Abnormal Cochleovestibular Anatomy and Hearing Outcomes: Pediatric Patients with a Questionable Cochleovestibular Nerve Status May Benefit from Cochlear Implantation and/or Hearing Aids.
Objective: Imaging characteristics and hearing outcomes in children with cochleovestibular or cochleovestibular nerve (CVN) abnormalities. Study
Design: Retrospective, critical review. Setting: Tertiary referral academic center. Patients: Twenty-seven children with CVN abnormalities with magnetic resonance (MRI) and/or computed tomography (CT). Study Intervention(s): None. Main outcome measure(s): Determine the likely presence or absence of a CNV and auditory stimulation responses.
Results: Two of 27 cases had unilateral hearing loss, and all others had bilateral loss. Eleven (46%) were identified with a disability or additional condition. Twenty-two (42%) ears received a cochlear implant (CI) and 9 ears (17%) experienced no apparent benefit from the device. MRI acquisition protocols were suboptimal for identification of the nerve in 22 (42%) ears. A likely CVN absence was associated with a narrow cochlear aperture and internal auditory canal and cochlear malformation. Thirteen (48%) children with an abnormal nerve exhibited normal cochleae on the same side. Hearing data were available for 30 ears, and 25 ears (83%) exhibited hearing with or without an assistive device.

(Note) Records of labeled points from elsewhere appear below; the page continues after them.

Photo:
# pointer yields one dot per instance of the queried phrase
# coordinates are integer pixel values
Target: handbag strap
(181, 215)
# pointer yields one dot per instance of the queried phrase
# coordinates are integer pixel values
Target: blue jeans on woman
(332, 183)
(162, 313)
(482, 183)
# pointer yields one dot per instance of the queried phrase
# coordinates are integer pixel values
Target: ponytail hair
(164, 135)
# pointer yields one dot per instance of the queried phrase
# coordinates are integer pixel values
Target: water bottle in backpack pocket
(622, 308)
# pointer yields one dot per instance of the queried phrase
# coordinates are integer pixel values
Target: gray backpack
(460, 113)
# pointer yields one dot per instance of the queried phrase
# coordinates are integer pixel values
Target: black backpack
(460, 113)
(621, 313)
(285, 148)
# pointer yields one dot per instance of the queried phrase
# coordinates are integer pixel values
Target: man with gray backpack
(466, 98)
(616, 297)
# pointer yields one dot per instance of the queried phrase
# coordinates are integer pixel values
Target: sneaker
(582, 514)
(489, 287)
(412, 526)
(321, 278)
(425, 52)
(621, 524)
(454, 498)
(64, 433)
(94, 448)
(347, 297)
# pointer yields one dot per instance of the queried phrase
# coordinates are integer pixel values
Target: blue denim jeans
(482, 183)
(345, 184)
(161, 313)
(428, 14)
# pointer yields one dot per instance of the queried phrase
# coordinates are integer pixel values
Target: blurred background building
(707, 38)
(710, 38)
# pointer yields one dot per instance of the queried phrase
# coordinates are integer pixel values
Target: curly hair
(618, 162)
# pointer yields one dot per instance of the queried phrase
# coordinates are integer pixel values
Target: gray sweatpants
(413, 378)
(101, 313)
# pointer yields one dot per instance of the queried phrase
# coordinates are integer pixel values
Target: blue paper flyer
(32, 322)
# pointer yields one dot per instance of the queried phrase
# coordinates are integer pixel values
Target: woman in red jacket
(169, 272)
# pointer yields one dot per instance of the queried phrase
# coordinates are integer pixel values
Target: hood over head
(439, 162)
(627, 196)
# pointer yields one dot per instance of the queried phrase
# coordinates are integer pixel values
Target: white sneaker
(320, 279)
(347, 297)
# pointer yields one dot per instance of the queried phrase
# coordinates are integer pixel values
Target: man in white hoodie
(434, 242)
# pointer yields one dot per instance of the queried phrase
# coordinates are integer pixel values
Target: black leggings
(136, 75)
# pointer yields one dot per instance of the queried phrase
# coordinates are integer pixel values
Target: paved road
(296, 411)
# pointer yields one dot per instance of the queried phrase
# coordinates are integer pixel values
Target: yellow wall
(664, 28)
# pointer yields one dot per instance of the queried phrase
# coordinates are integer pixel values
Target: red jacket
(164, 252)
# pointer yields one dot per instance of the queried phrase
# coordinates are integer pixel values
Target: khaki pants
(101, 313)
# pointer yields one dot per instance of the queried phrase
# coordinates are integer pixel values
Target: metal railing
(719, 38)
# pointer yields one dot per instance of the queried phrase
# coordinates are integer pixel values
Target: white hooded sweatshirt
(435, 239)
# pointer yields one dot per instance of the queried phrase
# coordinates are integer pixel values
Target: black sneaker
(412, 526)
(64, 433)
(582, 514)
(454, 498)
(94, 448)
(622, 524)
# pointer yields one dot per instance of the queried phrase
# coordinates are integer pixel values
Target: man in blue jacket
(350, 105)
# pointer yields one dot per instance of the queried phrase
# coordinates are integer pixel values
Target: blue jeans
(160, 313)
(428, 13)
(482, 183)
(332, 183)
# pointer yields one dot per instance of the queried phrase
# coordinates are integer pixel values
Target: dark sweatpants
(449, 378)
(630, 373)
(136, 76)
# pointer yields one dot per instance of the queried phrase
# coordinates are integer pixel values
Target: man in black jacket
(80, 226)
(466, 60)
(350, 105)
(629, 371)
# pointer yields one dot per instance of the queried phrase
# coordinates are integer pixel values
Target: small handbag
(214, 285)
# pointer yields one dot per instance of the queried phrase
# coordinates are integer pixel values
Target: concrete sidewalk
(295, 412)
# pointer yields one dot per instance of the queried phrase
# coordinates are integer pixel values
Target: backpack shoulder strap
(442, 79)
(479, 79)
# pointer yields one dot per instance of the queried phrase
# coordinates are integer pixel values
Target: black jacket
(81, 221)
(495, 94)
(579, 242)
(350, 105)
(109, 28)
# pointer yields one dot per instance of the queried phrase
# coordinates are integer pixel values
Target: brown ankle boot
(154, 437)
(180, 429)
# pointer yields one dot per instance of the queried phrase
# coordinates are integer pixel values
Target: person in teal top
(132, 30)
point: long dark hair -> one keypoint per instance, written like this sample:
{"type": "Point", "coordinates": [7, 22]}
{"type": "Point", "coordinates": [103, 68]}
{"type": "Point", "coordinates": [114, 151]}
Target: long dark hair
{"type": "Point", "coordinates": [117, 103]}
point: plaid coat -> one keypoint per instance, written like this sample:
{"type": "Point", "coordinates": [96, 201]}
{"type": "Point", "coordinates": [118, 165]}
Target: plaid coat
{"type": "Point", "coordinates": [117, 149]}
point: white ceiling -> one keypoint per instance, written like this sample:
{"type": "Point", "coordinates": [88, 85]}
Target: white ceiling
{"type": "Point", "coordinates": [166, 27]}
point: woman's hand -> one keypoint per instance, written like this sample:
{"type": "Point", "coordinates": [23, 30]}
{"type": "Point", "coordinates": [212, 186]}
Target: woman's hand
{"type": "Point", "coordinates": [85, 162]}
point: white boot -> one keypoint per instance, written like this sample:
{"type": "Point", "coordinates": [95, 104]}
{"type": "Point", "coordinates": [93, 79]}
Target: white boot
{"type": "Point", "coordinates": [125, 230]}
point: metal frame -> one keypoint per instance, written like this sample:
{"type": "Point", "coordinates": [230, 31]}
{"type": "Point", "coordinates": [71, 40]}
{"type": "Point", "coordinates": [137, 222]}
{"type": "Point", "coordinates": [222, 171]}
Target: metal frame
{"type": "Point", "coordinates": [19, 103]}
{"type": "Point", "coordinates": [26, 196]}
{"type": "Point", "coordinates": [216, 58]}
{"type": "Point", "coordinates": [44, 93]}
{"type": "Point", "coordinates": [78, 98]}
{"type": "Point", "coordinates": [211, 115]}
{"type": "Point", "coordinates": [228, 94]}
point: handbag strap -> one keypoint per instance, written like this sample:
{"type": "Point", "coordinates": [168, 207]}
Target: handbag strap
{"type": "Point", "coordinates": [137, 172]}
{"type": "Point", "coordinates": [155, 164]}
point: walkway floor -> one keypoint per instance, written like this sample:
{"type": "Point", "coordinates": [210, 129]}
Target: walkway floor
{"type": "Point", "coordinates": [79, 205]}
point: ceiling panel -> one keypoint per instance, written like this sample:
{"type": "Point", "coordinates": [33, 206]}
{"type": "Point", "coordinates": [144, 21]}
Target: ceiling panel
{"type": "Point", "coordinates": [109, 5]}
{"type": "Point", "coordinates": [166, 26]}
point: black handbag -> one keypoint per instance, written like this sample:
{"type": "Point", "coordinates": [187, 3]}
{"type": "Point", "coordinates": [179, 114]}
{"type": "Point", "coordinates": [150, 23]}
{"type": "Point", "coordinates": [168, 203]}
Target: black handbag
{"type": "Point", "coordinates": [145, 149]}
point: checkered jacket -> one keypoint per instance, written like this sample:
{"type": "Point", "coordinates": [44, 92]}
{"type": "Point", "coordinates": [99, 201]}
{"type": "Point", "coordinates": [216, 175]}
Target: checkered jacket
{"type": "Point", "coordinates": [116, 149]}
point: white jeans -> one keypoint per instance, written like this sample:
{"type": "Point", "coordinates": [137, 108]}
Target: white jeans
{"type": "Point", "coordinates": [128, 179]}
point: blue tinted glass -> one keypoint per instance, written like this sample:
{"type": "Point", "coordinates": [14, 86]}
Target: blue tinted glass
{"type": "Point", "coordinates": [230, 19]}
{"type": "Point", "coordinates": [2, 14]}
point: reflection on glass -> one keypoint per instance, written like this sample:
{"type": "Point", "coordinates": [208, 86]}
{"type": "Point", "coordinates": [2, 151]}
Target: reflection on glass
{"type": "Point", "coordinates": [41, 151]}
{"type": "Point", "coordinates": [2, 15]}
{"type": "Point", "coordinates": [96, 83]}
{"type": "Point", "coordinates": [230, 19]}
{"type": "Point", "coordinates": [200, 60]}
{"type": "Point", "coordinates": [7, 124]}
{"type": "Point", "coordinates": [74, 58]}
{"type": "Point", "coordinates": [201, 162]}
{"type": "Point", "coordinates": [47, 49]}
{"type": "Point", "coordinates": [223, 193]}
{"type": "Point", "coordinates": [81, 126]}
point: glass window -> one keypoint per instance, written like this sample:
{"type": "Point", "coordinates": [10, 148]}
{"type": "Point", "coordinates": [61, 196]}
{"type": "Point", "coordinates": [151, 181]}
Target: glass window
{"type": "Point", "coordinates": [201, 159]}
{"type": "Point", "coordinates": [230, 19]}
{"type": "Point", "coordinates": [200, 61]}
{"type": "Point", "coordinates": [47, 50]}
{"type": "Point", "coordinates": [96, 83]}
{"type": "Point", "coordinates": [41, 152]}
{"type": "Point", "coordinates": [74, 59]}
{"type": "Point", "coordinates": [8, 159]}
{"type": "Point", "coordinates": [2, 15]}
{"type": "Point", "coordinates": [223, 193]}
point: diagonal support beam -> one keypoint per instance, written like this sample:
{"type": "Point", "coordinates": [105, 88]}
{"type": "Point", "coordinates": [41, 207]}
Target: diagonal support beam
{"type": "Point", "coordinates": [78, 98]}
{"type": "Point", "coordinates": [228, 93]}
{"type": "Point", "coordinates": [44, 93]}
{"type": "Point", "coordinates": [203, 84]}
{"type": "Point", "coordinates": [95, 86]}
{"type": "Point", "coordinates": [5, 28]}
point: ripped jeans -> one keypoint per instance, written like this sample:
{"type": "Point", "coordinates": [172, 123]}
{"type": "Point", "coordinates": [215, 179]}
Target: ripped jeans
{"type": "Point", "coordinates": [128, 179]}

One child achieved closed set speech recognition with a hearing aid, another with a CI. One child achieved open set speech recognition with a CI.

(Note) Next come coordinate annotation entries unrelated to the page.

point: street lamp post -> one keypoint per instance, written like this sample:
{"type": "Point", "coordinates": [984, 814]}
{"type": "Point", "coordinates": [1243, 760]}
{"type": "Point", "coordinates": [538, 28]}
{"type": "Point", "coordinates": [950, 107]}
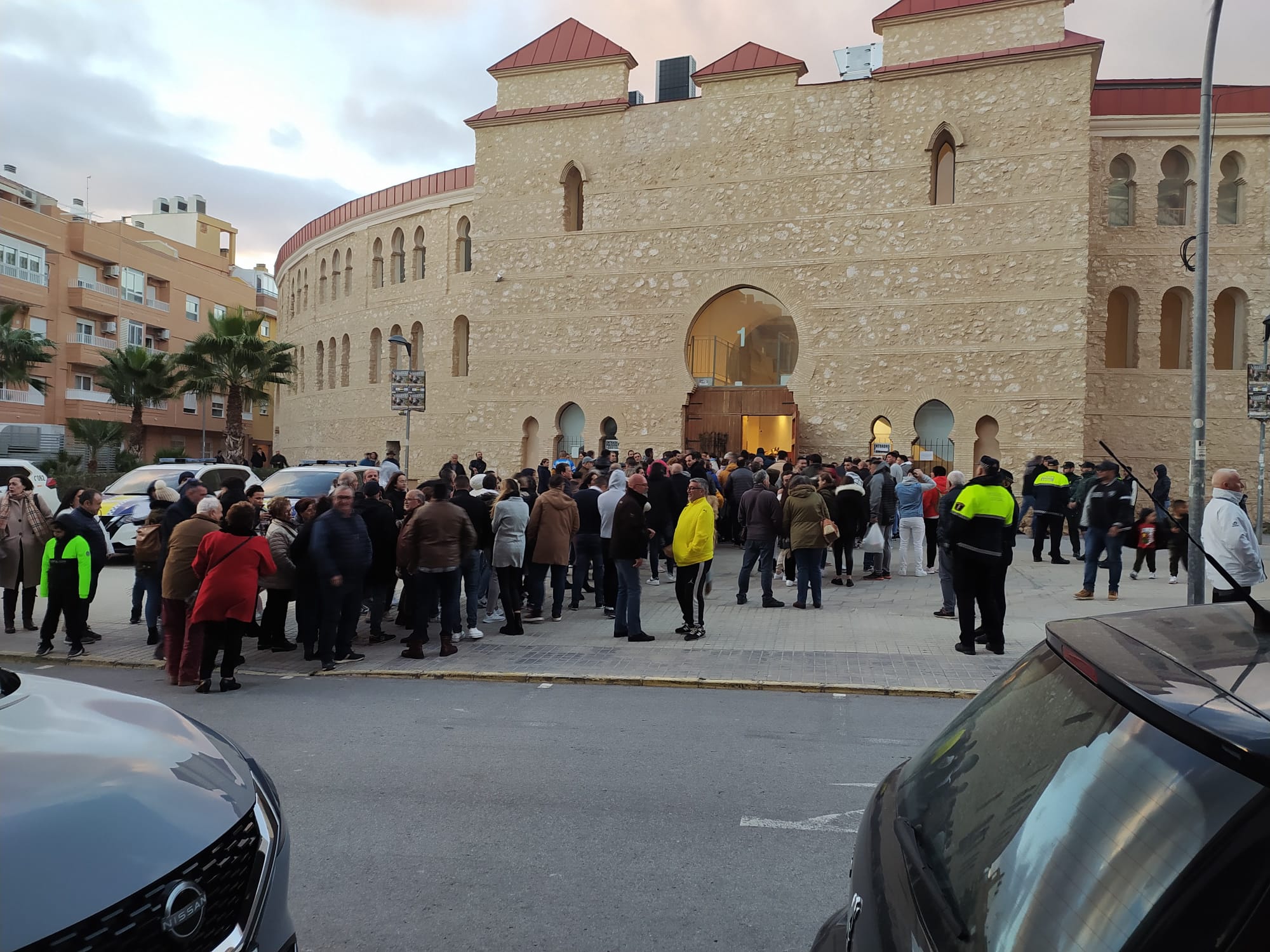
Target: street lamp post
{"type": "Point", "coordinates": [406, 450]}
{"type": "Point", "coordinates": [1200, 319]}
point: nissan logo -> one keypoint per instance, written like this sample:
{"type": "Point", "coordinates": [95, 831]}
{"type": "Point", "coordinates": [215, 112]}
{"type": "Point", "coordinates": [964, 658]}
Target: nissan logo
{"type": "Point", "coordinates": [184, 912]}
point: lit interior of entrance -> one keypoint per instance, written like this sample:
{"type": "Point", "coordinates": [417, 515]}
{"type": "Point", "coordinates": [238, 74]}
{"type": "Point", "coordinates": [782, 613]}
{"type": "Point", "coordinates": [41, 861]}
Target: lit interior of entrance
{"type": "Point", "coordinates": [772, 433]}
{"type": "Point", "coordinates": [742, 338]}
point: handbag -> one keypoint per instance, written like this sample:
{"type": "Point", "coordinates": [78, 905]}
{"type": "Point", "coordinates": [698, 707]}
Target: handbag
{"type": "Point", "coordinates": [831, 531]}
{"type": "Point", "coordinates": [194, 596]}
{"type": "Point", "coordinates": [874, 541]}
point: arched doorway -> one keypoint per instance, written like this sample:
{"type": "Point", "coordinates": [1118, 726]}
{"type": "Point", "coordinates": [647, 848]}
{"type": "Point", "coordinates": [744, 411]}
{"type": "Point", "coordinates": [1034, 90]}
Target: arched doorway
{"type": "Point", "coordinates": [933, 423]}
{"type": "Point", "coordinates": [571, 425]}
{"type": "Point", "coordinates": [879, 437]}
{"type": "Point", "coordinates": [529, 444]}
{"type": "Point", "coordinates": [741, 350]}
{"type": "Point", "coordinates": [986, 444]}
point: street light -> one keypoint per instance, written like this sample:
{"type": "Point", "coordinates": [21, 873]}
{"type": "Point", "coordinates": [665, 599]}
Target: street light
{"type": "Point", "coordinates": [406, 451]}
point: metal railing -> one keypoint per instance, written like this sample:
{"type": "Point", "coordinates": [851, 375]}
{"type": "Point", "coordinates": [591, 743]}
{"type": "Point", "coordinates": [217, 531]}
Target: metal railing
{"type": "Point", "coordinates": [12, 271]}
{"type": "Point", "coordinates": [93, 286]}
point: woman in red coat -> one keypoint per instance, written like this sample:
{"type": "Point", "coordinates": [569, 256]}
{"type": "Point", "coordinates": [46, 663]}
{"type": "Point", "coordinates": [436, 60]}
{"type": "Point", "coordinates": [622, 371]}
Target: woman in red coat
{"type": "Point", "coordinates": [229, 565]}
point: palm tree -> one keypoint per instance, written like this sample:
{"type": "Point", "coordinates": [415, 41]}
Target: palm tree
{"type": "Point", "coordinates": [20, 352]}
{"type": "Point", "coordinates": [135, 378]}
{"type": "Point", "coordinates": [96, 435]}
{"type": "Point", "coordinates": [233, 359]}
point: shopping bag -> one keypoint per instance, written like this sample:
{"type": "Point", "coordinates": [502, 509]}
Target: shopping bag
{"type": "Point", "coordinates": [874, 541]}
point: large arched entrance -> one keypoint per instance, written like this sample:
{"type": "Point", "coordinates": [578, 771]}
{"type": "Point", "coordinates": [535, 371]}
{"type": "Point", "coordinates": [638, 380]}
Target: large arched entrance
{"type": "Point", "coordinates": [741, 351]}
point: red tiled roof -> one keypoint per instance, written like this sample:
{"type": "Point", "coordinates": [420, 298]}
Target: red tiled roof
{"type": "Point", "coordinates": [435, 185]}
{"type": "Point", "coordinates": [751, 56]}
{"type": "Point", "coordinates": [912, 8]}
{"type": "Point", "coordinates": [570, 43]}
{"type": "Point", "coordinates": [1173, 98]}
{"type": "Point", "coordinates": [1069, 43]}
{"type": "Point", "coordinates": [496, 114]}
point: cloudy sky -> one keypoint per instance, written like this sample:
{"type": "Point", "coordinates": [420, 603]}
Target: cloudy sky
{"type": "Point", "coordinates": [279, 110]}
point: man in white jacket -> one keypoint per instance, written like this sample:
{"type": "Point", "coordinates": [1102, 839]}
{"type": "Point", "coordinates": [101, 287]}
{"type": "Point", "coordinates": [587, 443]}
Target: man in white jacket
{"type": "Point", "coordinates": [1229, 538]}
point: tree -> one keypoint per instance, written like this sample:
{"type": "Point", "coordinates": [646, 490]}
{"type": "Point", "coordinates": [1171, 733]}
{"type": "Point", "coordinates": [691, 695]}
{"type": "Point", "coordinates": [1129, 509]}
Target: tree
{"type": "Point", "coordinates": [20, 352]}
{"type": "Point", "coordinates": [135, 378]}
{"type": "Point", "coordinates": [96, 435]}
{"type": "Point", "coordinates": [233, 359]}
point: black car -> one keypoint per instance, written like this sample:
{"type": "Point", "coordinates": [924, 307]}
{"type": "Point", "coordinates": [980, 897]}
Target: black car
{"type": "Point", "coordinates": [1112, 791]}
{"type": "Point", "coordinates": [128, 827]}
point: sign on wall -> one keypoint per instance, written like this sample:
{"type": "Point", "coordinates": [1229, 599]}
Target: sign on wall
{"type": "Point", "coordinates": [410, 390]}
{"type": "Point", "coordinates": [1259, 392]}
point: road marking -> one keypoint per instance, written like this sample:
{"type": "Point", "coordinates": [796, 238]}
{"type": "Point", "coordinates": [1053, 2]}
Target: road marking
{"type": "Point", "coordinates": [830, 823]}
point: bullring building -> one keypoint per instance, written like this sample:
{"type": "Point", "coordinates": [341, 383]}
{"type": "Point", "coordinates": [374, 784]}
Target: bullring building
{"type": "Point", "coordinates": [968, 244]}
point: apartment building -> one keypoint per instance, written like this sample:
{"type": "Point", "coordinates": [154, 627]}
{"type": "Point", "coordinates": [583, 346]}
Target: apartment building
{"type": "Point", "coordinates": [92, 288]}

Conclusions: Current imaging cannot accurately characterize the functional status of the CVN or predict an assistive device benefit. Children who would have otherwise been denied a CI exhibited auditory responses after implantation. A CI should be considered in children with abnormal CVN. Furthermore, imaging acquisition protocols need standardization for clear temporal bone imaging.